There are some books that I wish would never end. I wish I could live in their world and follow the adventures of the characters forever. Stealing Symbols & Souls is one of those books. I started reading this book and couldn’t put it down. In fact, the way I got myself to put it down was by reminding myself that if I read it too fast it would be over. And since this is the first (hopefully) in a series of books about Stephanie Blackraven and her friends, there’s nothing yet to follow it. (Hint, Hint, D.T.…)
This is standard urban fantasy set in the modern world that we’re all familiar with. In fact, it’s set near to where I live. Sometimes I even thought I might see Detective Joe Bremer on his rounds or maybe meet Bruce at a coffee shop nearby. And that realism is a lot of the appeal. The places felt real because they weren’t imagined. I wouldn’t be surprised to learn that the author lives in the Pacific Northwest, maybe even Bellevue or Seattle. And those realistic touches made the book more fun and interesting to read.
But it wasn’t just a story set in my back yard. It was also a fantasy. Although Stephanie would be the first to tell you that it’s not magic it’s science. And that is a cool idea too. It’s not just that magic is real, but that it can be studied like any other science. Studied, tested, and replicated. Stephanie is just the best at this new field of study. She studies the symbols of several different mythologies around the world to find the similarities and then works out what might work and what might not.
One of the things that makes this book stand out for me is the attention to detail, as I mentioned before. And that applies to more than just the locations. It feels like Stephanie’s symbols are something that Sanders has thought about and maybe even mapped out. The way the magic—pardon me, I mean science—works is only hinted at, but it comes across as a fully developed idea. It never occurs to me to question the idea of someone going for their Ph.D. in symbol theory—aka magic, because it’s just so obvious that there needs to be.
World building is often a place where fantasy novels fall down. The authors assume that their magic systems don’t need to make sense, or they can put in any type of creature at any point with no explanation. Sanders doesn’t do that. There are rules to this world, just like ours, and it’s clear that physics, while it allows for “magic,” still applies in the sense that we expect it to.
Magic Isn’t All There Is
But there’s more than just magic in this world, and that adds to the interest too. It’s clear that there is lycanthropy, and that “the authorities” are aware of it. But it’s not just a slap up of a werewolf (or werebear) and done with it. No, we get the full experience of a man turning into a bear and then getting crammed in a minivan. Did it ever occur to you that a minivan with a giant Kodiac bear inside might not corner too well? Until this novel I had never thought of that either.

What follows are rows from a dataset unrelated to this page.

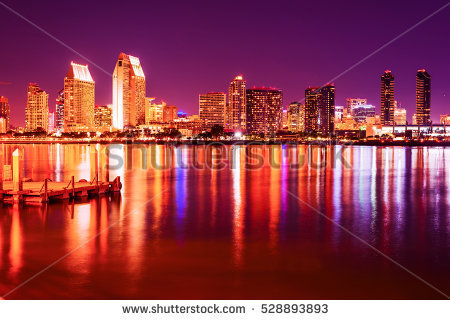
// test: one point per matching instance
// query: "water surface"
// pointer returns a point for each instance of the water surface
(183, 227)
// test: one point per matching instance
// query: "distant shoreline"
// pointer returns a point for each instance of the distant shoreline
(376, 143)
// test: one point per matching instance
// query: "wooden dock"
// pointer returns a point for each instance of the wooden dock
(20, 190)
(42, 192)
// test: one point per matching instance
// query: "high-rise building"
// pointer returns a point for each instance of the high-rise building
(128, 92)
(236, 111)
(4, 114)
(51, 122)
(264, 108)
(170, 113)
(79, 99)
(400, 116)
(362, 112)
(423, 97)
(444, 119)
(353, 102)
(36, 111)
(319, 109)
(153, 111)
(338, 113)
(103, 117)
(212, 108)
(387, 98)
(59, 111)
(296, 117)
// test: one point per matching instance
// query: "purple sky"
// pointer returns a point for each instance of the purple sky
(192, 47)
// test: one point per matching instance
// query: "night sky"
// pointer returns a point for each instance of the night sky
(192, 47)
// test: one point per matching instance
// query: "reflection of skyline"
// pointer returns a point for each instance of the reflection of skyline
(395, 198)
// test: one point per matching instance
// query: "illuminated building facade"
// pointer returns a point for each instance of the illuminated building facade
(51, 122)
(400, 116)
(103, 117)
(338, 113)
(79, 99)
(236, 111)
(296, 117)
(423, 98)
(264, 109)
(387, 98)
(189, 126)
(59, 111)
(4, 114)
(170, 113)
(319, 109)
(362, 112)
(128, 92)
(444, 119)
(354, 102)
(212, 108)
(36, 111)
(153, 111)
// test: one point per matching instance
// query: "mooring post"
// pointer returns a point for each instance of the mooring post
(17, 172)
(73, 186)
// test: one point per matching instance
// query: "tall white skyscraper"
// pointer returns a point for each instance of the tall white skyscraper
(128, 92)
(79, 99)
(236, 113)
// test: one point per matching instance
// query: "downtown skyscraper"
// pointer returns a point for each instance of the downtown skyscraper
(236, 112)
(212, 108)
(59, 111)
(79, 99)
(36, 111)
(423, 98)
(387, 99)
(264, 109)
(4, 114)
(319, 109)
(128, 92)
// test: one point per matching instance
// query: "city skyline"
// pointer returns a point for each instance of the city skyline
(179, 79)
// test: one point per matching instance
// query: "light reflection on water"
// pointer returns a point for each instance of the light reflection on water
(182, 232)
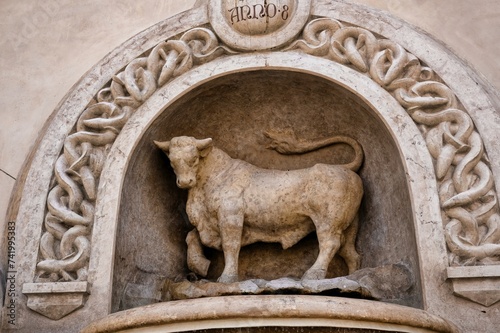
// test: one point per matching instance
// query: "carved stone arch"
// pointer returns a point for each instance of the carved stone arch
(414, 164)
(428, 224)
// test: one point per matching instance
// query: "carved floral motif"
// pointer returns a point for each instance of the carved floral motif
(466, 188)
(65, 245)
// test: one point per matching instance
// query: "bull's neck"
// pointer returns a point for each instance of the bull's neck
(214, 164)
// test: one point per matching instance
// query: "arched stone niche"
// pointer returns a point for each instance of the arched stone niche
(91, 296)
(235, 110)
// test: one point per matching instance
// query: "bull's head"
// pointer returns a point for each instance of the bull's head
(184, 153)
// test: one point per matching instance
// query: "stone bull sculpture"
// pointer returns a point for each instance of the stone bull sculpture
(233, 203)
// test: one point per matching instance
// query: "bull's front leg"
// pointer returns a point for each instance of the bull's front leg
(230, 218)
(196, 260)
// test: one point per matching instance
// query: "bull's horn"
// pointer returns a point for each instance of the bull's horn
(163, 145)
(202, 144)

But Stealing Symbols & Souls Isn’t Perfect
No book is ever perfect, and there were some jarring points in the story. The most jarring for me was in the final battle. The bad guy came across almost too evil. And definitely crazy, but that was probably intentional.
But the biggest flaw in this book is that it’s the only one out there. I want to know about Stephanie Blackraven? What’s up with her uncle? Is he a spook? Is Tom a good guy? And is Tony going to be okay as a wolf? What about the goddess? And most importantly, is Bruce going to be able to get his doctorate now that their lab has been destroyed?
I hope that D.T. Sanders is not spending his spare time doing anything but writing a sequel, and preferably about fifty sequels. I’m sure Sanders has nothing better to do.